AT&T, Verizon Won’t Track Users Without Permission
WASHINGTON, DC — Two of the largest internet service providers in the U.S., AT&T and Verizon, will not monitor users’ online behavior unless given explicit permission to do so, the companies told a Senate committee hearing on Thursday.The ISPs decisions fly in the face of what has become traditional behavior for advertisers and publishers: Tracking users across multiple websites allows companies to deliver targeted messages to users. That in turn leads more users to buy goods and services from advertisers who fund the free content available to users.
Or so the behavioral targeting argument goes.
The catch is that consumers seldom are made aware that they’re being followed, because that would defeat the purpose of gathering legitimate information about their surfing habits. Increasingly, consumers are rebelling against the practice because they view covert information collection as a violation of their privacy rights.
On Thursday, AT&T and Verizon sided with the consumer view.
“Verizon believes that before a company captures certain Internet-usage data … it should obtain meaningful, affirmative consent from consumers,” Verizon Executive Vice President Thomas J. Tauke told the committee.
AT&T Chief Privacy Officer Dorothy Attwood took aim at Google when she echoed Tauke’s statement: “Google’s practices exemplify the already-extensive use of online behavioral targeting. We encourage all companies that engage in online behavioral advertising … likewise to adopt this affirmative advance consent paradigm.”

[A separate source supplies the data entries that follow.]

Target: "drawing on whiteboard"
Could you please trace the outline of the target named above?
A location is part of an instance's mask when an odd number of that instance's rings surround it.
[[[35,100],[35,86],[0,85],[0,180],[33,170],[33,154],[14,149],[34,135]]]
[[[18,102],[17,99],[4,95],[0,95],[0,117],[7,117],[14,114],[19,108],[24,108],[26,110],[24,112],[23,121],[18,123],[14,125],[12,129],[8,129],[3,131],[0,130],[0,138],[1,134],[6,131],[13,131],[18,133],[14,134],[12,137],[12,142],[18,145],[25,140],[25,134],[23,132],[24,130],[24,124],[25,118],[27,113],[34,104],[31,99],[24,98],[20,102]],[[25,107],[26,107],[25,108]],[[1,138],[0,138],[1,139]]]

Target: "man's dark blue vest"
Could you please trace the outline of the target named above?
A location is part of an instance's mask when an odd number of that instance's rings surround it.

Google, Microsoft and Time Warner Cable all chimed in with prepared statements shortly after the hearing. Google cited its membership in industry group Network Advertising Initiative as evidence it has consumers’ best interests in mind as its DoubleClick division tracks user behavior, even though the NAI’s guidelines don’t mandate members to solicit user consent before tracking them. Microsoft said it is “reviewing” AT&T’s and Verizon’s stance. TWC indicated it was willing to solicit consumer consent if everyone else also was required to behave in the same way.
At issue for Congress is how much and what kinds of information companies should be allowed to glean from consumers’ online behavior without getting consent before they start snooping. In addition, Congress has indicated it may regulate the kinds of techniques — like cookies, beacons and “deep-packet inspection” — that can be used and whether any or all information much be collected and stored independent of any links to a user’s real-life identification.

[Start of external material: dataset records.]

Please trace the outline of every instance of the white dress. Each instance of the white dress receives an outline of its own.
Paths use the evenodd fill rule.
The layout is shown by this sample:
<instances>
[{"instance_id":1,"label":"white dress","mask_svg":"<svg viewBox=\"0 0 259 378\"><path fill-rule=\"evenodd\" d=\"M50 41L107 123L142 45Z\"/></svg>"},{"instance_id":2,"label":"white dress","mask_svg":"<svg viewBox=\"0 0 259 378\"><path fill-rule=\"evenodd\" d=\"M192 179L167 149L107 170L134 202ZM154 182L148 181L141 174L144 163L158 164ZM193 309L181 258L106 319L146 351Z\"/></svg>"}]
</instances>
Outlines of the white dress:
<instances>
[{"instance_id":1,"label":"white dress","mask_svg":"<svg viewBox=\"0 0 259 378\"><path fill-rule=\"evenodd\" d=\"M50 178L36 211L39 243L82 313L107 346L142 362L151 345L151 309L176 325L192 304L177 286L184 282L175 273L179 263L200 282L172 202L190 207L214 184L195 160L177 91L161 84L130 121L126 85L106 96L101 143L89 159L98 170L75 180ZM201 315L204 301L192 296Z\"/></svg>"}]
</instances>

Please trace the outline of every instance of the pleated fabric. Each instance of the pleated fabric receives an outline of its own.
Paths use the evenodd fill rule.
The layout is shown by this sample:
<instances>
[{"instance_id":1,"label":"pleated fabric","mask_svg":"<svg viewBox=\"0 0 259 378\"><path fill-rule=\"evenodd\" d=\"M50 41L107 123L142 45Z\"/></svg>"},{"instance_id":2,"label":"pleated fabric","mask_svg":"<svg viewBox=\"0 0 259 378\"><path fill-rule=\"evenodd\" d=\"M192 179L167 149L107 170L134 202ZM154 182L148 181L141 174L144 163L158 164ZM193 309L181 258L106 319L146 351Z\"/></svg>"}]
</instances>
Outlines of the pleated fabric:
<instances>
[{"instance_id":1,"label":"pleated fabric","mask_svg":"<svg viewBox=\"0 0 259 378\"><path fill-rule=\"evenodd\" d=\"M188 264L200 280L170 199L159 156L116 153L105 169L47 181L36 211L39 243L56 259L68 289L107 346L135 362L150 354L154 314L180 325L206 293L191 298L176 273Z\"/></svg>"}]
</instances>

Advertisers and publishers argue that requiring users to opt-in to tracking could destroy the very fiber of the internet, since advertising is what funds online content and without content, the Web would fold. Most users, advertisers say, would decline to opt-in to tracking if given the choice. As things stand now, only a small percentage of users elect to opt out of tracking, many because they don’t realize the practice exists.

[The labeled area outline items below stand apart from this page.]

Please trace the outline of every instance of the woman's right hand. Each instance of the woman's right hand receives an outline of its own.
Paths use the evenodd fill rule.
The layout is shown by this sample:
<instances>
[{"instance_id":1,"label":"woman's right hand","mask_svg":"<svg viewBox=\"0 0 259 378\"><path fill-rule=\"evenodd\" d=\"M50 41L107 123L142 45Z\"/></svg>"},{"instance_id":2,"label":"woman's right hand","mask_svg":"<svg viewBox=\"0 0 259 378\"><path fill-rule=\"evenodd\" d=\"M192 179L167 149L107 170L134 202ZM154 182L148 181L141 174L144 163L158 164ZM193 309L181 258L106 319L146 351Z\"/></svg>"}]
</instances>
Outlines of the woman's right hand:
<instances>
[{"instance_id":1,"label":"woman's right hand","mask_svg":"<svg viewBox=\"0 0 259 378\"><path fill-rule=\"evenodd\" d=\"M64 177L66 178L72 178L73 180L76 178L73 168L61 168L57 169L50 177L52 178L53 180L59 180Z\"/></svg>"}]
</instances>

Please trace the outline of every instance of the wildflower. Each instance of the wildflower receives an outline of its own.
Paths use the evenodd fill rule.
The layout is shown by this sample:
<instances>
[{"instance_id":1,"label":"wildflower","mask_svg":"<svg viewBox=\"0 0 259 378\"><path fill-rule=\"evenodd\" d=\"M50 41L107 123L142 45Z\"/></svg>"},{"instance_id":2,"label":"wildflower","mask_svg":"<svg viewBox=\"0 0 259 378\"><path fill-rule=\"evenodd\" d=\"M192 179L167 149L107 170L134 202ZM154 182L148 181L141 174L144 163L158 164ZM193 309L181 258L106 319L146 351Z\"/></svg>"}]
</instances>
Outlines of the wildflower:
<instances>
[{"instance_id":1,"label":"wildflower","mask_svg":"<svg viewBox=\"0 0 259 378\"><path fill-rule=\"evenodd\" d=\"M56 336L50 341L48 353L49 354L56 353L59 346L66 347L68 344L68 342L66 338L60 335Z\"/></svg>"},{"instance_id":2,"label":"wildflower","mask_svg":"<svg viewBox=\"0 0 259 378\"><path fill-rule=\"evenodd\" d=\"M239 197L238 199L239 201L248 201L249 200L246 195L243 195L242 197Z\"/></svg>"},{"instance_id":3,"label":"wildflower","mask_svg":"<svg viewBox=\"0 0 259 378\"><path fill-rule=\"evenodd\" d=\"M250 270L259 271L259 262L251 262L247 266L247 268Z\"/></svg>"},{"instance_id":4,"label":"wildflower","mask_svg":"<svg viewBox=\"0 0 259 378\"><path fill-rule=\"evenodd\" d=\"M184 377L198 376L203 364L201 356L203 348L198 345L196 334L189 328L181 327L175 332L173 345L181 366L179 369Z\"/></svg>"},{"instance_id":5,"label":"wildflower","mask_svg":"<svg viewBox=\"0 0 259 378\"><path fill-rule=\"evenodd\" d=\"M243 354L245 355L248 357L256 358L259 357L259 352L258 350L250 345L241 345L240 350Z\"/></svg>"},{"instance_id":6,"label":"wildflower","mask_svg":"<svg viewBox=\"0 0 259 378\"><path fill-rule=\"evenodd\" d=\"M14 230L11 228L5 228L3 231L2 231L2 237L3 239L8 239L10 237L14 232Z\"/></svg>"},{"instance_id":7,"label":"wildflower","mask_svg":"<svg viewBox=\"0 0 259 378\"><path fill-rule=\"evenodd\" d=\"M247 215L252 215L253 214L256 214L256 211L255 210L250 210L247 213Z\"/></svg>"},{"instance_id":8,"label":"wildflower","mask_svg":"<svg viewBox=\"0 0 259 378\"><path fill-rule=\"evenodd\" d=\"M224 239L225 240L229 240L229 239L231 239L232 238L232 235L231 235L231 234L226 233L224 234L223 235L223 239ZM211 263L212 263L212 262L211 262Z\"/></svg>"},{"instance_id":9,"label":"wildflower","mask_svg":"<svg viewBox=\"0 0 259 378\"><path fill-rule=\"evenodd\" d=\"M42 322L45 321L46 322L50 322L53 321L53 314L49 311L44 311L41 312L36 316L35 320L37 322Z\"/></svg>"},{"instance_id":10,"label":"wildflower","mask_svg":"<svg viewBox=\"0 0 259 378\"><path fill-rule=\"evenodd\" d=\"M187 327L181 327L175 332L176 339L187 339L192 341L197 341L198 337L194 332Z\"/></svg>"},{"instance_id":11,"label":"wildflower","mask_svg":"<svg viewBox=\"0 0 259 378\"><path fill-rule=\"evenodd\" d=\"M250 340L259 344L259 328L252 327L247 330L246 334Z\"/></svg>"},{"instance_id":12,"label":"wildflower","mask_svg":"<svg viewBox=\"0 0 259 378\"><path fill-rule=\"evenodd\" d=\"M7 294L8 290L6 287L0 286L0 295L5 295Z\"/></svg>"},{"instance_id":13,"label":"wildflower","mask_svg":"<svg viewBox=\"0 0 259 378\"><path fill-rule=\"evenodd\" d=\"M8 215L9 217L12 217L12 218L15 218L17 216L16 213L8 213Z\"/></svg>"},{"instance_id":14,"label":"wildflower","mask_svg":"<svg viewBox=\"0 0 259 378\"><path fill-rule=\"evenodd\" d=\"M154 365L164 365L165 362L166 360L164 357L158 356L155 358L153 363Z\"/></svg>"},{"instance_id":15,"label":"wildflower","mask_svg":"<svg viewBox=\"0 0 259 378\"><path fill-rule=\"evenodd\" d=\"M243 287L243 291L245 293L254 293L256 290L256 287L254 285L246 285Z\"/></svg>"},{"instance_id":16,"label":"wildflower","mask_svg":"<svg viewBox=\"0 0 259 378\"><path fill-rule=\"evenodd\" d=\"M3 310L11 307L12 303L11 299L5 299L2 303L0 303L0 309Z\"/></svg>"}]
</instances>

“If Congress required ‘opt-in’ today, Congress would be back in tomorrow writing an Internet bailout bill,” Interactive Advertising Bureau Vice President of Public Policy Mike Zaneis told The Washington Post. The IAB is a trade association. “Every advertising platform and business model would be put at risk.”
Be that as it may, consumers increasingly are concerned about their privacy online. A Consumer Reports National Research Center poll released September 25th indicated 72-percent of Americans are worried about online behavioral targeting and profiling. The poll also discovered that 43-percent of Americans “incorrectly believe a court order is required to monitor activities online.” Another 48-percent “incorrectly believe their consent is required for companies to use the personal information they collect from online activities.”
The Center for Digital Democracy, a watchdog group, is skeptical whatever move Congress and ISPs make will be enough to do any real good. Warnings and opt-in statements would need to be strongly and clearly worded in order to impress most consumers with the significance of the dangers implicit in online tracking, a spokesman said.
“What they should be saying is, ‘We are going to be collecting every move of your mouse on every website on a second-by-second basis.’ But that would scare too many people away,” CDD spokesman Jeff Chester told The Washington Post. “They’re going to craft some kind of proposal that claims to be informed consent but simply gives them political cover while they engage in full-frontal behavioral targeting.”